The center of most bars is just that—the bar. But at Belle Shoals, whose narrative centers around a fictional southern town, one is immediately drawn towards a vintage Wurlitzer jukebox.
The story behind the jukebox trumps the fictional tale behind the restaurant. “I found a guy out of Wisconsin via hours and hours of Internet worm holes,” co-owner Josh Mazza explained one Wednesday evening as the space slowly filled up, “His passion is car racing, but he restores jukeboxes to support his habit. So I bought it from him.” Warm, resonant blues and soul 45’s courtesy of the Wurlitzer coupled with dark wood paneling and assorted vintage memorabilia give the space, which used to be Good Co., a homey feel. Belle Shoals isn’t too polished, and Mazza admits to preferring many elements of a dive bar, but without having to sacrifice a quality cocktail program or knowledgeable bartenders. Mazza and the combined forces behind popular Manhattan establishments The Seamstress and The Gilroy want you to feel looked after. Inventive cocktails and high-quality ingredients achieve just that.
While cocktails are the focus, the food holds up. Chowing down on a crispy fried duck leg served on a homemade biscuit after a couple of cocktails beats standard bar fare. Another standout includes the Hell’s Belle’s—Virginia ham-wrapped fried oysters (fried perfectly crisp) served atop a herb crepe, with smoky aioli and pickled onions. Sadly, the ham was supposed to be sourced from Edwards Ham in Virginia, which Mazza admits was “the best ham in the country” before a tragic fire brought their production to a halt. The po’boy, served on a grilled baguette, is also well-balanced and not to be missed.
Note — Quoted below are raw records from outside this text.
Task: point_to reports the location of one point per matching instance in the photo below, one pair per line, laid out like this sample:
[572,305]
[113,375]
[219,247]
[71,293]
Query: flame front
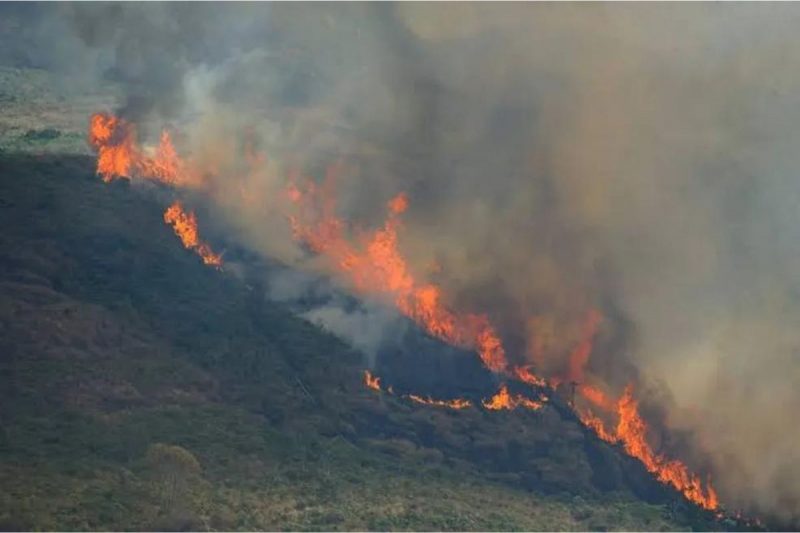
[371,381]
[185,226]
[505,400]
[119,155]
[631,433]
[458,403]
[376,266]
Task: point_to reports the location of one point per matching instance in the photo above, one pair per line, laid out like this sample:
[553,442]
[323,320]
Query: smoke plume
[633,159]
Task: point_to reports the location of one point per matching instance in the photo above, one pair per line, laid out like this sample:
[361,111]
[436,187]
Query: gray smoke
[635,158]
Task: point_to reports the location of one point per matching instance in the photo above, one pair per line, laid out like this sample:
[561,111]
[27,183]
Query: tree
[173,469]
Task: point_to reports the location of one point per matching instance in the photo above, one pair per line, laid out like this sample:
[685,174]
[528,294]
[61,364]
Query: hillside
[143,390]
[116,339]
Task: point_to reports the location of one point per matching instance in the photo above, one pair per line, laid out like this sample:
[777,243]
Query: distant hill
[141,389]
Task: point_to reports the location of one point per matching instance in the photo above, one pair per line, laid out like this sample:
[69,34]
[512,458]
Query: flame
[580,355]
[525,375]
[505,400]
[458,403]
[631,431]
[597,397]
[375,266]
[594,423]
[118,154]
[185,226]
[373,382]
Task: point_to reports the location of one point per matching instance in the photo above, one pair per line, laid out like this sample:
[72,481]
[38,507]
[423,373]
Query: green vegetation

The team isn’t trying to make a statement in the somewhat oversaturated landscape of nouveau Southern cuisine, especially in this particular corner of North Brooklyn. “Bob Dylan wrote all the good songs, and we have thousands of good restaurants here. We’re not trying to compete here,” Mazza says of their place in the hood. The goal isn’t to be niche, and Mazza cites neighboring spots like The Commodore as doing comfort food quite well already. “Our goal is to be inclusive, and it just so happens that Southern food has a certain feel and character that is very accessible,” Mazza explains, adding that he finds southern cooking “delicious and a little bit naughty. It’s rustic; it’s everything that we are.”
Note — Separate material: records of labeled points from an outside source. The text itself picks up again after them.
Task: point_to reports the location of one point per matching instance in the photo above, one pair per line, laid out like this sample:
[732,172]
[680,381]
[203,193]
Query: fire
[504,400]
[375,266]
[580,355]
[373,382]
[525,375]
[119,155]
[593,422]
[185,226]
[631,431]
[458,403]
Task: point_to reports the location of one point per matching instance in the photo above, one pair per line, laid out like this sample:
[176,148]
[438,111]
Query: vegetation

Cocktails (priced within the neighborhood range of 11$-13$) do the heavy lifting at Belle Shoals, and there are twice as many concoctions as there are main food dishes. Beverage Director Pamela Wiznitzer and Head Bartender James “Jimbo” Palumbo drew heavily from southern inspiration. A favorite is the “Lil slice of Heaven,” made with mellow corn whiskey, blackstrap rum, dry curacao, benedictine and house made pecan orgeat (a sweetener that tastes a bit like pie in a blender). Served over cobble ice, it’s a drink that playfully masks its alcohol. You may also be drawn to the novelty of rose on tap or shots served in (empty) bullet casings.
As we dined the space filled up quickly, and Mazza’s self-described goal of creating something “inviting” revealed itself. Fans of Good Co.(RIP) should note that the garden, which holds about twice as many people as the 50 seat restaurant itself, opens later this Spring.